Advanced CUDA
CUDA GEMM Optimization: From Coalescing and Tiling to Ping-Pong TMA + MMA Pipelines
Matrix multiplication (GEMM) is the core primitive behind training and inference workloads. Modern high-performance CUDA GEMM kernels are built in layers: first coalesced global memory access, then shared-memory tiling, and now hardware-accelerated pipelines that combine double buffering with TMA and Tensor Core MMA instructions.
Why GEMM optimization matters
In deep learning and HPC, GEMM often dominates total runtime. Even a small throughput gain in your matrix multiply kernels can translate into significant end-to-end speedups. The challenge is that GEMM stresses both memory bandwidth and compute throughput, so efficient kernels must keep the data path and compute units busy at the same time.

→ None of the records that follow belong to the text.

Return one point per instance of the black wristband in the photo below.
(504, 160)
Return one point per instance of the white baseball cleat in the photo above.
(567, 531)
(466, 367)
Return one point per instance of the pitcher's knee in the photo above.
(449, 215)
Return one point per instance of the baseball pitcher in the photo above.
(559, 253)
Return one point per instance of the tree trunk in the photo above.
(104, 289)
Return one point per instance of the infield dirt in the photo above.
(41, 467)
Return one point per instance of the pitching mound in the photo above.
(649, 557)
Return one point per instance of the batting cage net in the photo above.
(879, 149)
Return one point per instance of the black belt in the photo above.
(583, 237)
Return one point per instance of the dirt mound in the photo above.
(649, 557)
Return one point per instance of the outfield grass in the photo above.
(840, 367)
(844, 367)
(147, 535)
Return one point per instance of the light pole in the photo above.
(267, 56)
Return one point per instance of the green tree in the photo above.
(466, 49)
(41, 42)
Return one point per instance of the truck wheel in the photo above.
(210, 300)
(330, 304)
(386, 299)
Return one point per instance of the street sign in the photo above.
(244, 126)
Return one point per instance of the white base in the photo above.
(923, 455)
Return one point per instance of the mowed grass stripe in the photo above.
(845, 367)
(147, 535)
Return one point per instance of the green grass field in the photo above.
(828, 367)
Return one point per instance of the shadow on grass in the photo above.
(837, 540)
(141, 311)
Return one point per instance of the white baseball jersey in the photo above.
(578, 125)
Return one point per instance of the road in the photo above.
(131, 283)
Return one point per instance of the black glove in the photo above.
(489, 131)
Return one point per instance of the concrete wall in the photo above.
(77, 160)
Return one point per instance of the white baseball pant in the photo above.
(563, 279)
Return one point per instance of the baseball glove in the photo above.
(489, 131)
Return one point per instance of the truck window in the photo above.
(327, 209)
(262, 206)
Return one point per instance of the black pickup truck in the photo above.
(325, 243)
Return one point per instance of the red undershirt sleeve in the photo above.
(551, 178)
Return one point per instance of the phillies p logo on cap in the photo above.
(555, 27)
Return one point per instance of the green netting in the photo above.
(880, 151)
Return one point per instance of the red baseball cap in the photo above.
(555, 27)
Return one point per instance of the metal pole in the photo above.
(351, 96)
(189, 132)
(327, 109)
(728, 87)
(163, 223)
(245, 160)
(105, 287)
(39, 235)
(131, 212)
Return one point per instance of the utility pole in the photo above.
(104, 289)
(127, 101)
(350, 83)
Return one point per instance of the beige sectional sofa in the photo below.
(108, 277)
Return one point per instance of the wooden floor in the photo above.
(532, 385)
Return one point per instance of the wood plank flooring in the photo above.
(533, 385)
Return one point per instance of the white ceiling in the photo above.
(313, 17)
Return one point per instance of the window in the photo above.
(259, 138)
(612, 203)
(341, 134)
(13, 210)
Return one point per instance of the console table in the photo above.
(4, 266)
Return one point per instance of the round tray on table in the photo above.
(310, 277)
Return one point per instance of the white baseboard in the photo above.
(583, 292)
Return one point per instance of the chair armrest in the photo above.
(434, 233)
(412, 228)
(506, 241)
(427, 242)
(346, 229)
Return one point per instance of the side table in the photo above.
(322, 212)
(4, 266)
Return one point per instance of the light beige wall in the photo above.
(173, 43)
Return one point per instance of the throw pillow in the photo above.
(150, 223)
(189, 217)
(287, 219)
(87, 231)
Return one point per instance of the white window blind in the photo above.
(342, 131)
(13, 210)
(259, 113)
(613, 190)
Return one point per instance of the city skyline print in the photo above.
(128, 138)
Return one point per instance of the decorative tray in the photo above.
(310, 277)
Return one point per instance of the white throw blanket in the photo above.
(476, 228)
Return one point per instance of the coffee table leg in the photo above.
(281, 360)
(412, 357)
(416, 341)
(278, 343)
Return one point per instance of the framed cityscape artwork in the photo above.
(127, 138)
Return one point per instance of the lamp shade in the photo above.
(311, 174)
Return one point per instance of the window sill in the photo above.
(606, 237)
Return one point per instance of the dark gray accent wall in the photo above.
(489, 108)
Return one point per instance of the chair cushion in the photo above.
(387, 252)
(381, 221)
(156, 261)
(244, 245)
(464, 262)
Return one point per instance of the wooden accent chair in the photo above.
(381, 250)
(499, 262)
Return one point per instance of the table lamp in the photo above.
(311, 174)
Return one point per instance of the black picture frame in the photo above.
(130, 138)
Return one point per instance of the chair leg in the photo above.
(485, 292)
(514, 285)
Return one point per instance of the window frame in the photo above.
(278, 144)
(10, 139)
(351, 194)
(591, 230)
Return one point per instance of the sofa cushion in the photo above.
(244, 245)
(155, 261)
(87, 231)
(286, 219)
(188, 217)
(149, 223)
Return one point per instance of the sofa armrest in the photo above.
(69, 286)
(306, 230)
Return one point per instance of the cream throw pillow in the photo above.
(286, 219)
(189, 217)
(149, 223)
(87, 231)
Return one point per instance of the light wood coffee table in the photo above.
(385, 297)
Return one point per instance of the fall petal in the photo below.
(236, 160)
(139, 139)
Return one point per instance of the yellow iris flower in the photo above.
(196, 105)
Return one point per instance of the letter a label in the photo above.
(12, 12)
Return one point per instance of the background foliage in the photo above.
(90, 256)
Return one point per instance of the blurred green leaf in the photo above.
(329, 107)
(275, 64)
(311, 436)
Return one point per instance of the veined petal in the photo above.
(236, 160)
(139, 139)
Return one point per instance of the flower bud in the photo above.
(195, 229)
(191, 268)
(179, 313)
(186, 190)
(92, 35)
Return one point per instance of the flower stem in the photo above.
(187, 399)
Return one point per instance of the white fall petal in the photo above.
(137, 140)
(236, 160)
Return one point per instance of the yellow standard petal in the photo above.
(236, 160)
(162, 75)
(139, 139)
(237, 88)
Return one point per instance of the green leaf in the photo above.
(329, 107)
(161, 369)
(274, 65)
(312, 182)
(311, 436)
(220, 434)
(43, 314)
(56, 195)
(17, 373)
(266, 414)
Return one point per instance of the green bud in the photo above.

Step 1: Coalesced global memory access
Coalescing means neighboring threads in a warp access neighboring addresses. When this is true, the hardware can combine requests into fewer memory transactions. If accesses are strided or irregular, global loads become fragmented and throughput drops.
- Map thread indices so each warp reads contiguous regions of matrix A and B.
- Prefer row-major or column-major layouts that match your access pattern.
- Use aligned data types and leading dimensions to avoid split transactions.
Step 2: Shared-memory tiling
A naive kernel repeatedly reloads matrix elements from global memory. Tiling moves blocks of A and B into shared memory, then reuses them across many multiply-accumulate operations. This raises arithmetic intensity and reduces global traffic.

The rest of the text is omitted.